Quand Thomas cessera d’attendre, il faudra être prêt. Les épouvantails arpenteront les champs, les corbeaux picoreront les étoiles. Des chiens fous garderont les routes et aucun chat ne s’aventurera dehors après minuit.



Quand Thomas cessera d’attendre, je monterai peindre la lune rose pâle. J’accrocherai des guirlandes à la voûte du ciel et ferai pleuvoir des confettis. La moitié de la ville prendra le maquis et l’autre moitié ira danser la tarentelle sur les quais.



Quand Thomas cessera d’attendre, Carole détachera ses nattes et nue dans ses chaussures rouges, elle conduira une parade d’anges ivres sur les boulevards au son d’une musique turque enfiévrée.



Quand Thomas cessera d’attendre, les débits de boisson serviront de l’humour dans de grands gobelets et tous les fast-food ne vendront plus que des ampoules colorées dans du pain rassis.

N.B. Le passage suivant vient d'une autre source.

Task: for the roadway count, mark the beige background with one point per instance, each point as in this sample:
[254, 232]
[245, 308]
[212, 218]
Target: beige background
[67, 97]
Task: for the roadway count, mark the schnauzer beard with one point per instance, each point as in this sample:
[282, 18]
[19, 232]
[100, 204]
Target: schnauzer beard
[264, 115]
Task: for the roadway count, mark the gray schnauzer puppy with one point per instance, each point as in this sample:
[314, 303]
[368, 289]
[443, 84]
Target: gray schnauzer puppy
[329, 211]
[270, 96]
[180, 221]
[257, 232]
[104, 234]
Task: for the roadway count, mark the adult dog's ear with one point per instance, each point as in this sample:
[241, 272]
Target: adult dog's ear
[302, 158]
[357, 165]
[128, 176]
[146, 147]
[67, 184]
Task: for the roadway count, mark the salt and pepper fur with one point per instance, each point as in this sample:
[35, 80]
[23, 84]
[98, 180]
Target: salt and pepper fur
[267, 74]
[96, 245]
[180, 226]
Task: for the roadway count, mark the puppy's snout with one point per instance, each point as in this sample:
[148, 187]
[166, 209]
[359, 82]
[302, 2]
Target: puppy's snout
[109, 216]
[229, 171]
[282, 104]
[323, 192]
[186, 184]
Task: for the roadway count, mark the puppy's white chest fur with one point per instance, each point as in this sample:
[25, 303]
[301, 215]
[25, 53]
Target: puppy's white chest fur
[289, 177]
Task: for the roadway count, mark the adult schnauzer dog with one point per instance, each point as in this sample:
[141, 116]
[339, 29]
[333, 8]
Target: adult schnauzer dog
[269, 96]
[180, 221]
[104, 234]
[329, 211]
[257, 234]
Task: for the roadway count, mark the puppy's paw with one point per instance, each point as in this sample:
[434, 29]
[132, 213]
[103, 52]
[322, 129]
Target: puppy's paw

Il n’y aura plus de places pour se garer car j’aurais jeté les clés de toutes les voitures dans le fleuve. On ne pourra plus se parler qu’en chuchotant parce que les rires des enfants empliront l’air et couvriront tous les bruits.



Quand Thomas cessera d’attendre, les toucouleurs déposeront leurs rêves sur le comptoir et danseront jusqu’à s’écrouler, ivres de joie et de présent. Ils tituberont dans la nuit, chantant sans se cacher, des histoires d’amour de leurs pays.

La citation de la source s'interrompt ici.